If you were anywhere near Charleston on Aug. 21, 2017, chances are you will always remember the exact details about what you did before, during and after the total solar eclipse. It’s just one of those days that stands out from the rest – like your wedding day or the day you welcome a child into the world.
“We knew it was going to be a special day – we just didn’t know how special,” says CofC alumna Kaylee Walters ’08, whose baby girl came a week and a half early, arriving at 1:15 p.m. on Aug. 21, just as the solar eclipse was beginning in the Charleston area. “I had a feeling she’d come early, but I never dreamed she’d come for the day of the eclipse!”
What Walters and her husband Brent Tabor had planned on was for Brent’s parents to come for the day of the eclipse. In fact, they’d come into town from California, and the family had plans to view the event together – a longtime dream for Brent and his father.
“The two of them bad been obsessed with this thing for a while,” laughs Walters, explaining that she and her husband were planning to go to the West Coast for the 2017 solar eclipse until she’d realized she’d be nine months pregnant by then. “Once we decided they’d come to us, I never thought about it again.”
Until 5 a.m. on eclipse day, when she woke up with contractions.
“At first I thought it was really bad timing, but now I realize it was perfect because we had family there,” says Walters, a project manager and creative director at The Design Group in downtown Charleston. “We couldn’t have planned it better – like it was meant to be.

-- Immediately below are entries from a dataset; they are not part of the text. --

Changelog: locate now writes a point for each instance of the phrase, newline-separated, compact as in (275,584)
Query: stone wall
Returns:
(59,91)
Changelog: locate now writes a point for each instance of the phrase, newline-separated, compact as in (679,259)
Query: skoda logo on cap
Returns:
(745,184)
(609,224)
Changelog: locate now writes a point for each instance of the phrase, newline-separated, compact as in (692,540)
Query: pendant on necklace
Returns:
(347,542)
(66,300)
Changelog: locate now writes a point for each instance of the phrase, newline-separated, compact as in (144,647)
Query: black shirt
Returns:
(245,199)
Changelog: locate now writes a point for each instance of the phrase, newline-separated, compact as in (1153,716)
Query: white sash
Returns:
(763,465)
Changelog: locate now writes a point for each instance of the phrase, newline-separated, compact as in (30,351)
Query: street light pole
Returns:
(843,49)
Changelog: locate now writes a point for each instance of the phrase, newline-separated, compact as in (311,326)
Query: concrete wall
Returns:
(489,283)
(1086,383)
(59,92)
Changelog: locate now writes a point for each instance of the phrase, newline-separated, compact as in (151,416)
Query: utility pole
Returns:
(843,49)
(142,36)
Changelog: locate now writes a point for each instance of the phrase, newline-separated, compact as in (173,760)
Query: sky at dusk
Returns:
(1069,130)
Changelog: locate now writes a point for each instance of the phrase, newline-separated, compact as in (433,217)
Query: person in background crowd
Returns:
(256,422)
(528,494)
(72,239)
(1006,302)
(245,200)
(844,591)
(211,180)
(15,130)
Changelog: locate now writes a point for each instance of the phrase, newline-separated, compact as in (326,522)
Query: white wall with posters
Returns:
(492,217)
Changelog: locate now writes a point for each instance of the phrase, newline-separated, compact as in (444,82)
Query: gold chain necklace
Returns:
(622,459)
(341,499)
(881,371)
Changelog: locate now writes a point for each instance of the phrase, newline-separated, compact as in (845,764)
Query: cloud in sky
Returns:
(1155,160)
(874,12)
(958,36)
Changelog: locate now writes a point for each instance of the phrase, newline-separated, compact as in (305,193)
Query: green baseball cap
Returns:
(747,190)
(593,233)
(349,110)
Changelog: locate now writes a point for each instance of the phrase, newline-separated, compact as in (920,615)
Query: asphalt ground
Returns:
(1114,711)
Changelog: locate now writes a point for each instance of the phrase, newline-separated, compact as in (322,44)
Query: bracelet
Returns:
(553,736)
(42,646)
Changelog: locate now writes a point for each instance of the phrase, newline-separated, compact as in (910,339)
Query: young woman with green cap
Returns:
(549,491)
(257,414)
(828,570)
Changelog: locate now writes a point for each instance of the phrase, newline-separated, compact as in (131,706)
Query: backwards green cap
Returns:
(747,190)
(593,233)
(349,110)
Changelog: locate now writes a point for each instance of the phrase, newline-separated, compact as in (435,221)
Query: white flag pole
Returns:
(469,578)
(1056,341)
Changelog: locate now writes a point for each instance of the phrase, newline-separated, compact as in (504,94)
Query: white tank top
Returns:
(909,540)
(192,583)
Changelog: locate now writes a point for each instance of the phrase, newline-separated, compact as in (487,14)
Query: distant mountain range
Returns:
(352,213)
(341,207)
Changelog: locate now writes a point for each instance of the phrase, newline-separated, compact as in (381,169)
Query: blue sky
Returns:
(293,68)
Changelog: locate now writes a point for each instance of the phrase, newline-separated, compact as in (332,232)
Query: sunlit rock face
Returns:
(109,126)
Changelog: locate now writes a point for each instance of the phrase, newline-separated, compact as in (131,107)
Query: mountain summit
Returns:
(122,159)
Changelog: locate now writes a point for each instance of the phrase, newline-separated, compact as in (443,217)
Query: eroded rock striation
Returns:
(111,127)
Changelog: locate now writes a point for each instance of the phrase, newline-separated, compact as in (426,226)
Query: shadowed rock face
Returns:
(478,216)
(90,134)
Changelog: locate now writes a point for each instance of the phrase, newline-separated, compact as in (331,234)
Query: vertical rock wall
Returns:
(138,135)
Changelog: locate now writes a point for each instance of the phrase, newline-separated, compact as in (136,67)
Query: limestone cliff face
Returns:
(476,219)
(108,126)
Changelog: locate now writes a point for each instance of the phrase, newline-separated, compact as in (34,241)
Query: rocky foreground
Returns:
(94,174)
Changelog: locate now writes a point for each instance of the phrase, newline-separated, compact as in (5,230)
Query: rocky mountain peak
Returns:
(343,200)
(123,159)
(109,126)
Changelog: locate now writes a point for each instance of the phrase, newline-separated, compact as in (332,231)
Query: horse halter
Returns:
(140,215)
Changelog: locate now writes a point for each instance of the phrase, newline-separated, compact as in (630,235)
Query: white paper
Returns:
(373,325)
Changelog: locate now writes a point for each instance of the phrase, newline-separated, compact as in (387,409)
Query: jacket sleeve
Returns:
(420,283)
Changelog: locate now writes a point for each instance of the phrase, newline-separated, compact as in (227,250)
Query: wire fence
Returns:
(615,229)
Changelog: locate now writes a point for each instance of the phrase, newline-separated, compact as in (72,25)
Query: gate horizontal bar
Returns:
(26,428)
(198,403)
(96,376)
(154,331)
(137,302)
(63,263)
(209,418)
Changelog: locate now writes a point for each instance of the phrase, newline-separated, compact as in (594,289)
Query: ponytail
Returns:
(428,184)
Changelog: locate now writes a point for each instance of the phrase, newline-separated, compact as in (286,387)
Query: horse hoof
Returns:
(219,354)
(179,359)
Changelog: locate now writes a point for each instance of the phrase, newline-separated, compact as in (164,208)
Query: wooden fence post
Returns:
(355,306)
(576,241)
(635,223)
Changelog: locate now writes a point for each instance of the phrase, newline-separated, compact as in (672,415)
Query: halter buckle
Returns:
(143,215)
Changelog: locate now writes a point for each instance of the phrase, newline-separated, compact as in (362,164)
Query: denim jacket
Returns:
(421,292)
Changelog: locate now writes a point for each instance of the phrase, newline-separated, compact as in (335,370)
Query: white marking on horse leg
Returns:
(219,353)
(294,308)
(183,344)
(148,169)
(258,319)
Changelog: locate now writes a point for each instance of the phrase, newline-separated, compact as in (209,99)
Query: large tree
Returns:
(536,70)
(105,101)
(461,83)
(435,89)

Indeed, it’s as if it were written in the stars that this baby enter the world right at that moment – and that she be named Ayla Paige Tabor. Ayla is Turkish for “halo of light around the moon.”
“We’d known all along that part of it would be Paige – after my friend from the College who passed away – but we couldn’t come up with the other name,” says Walters, adding that they were leaning toward Piper before they knew the baby was coming for the Great American Eclipse.
That’s when they got online for inspiration.
“We wanted to name her something that meant something special to the day, but that wasn’t totally out there like Eclipse or Solar Flare,” laughs Walters, who admits to getting a little frustrated that they hadn’t settled on a name even as they went through the doors of the nearby Roper St. Francis Mount Pleasant Hospital. “My husband kept saying the name would come to us, and – sure enough – he was right!”
Once settled on a meaningful name that fits the family well (they also have a 2-year-old daughter named Avery), the couple could turn its attention to the events unfolding outside the hospital room.
“It was pretty funny to see all the doctors running down the hall with their eclipse glasses,” smiles Walters, who insisted her husband go out to the parking lot to watch while she waited inside. “I had a window, so I could see it going dark. I didn’t get to see the actual eclipse, but it was still really neat.”
It’s definitely one of those days she’ll always remember.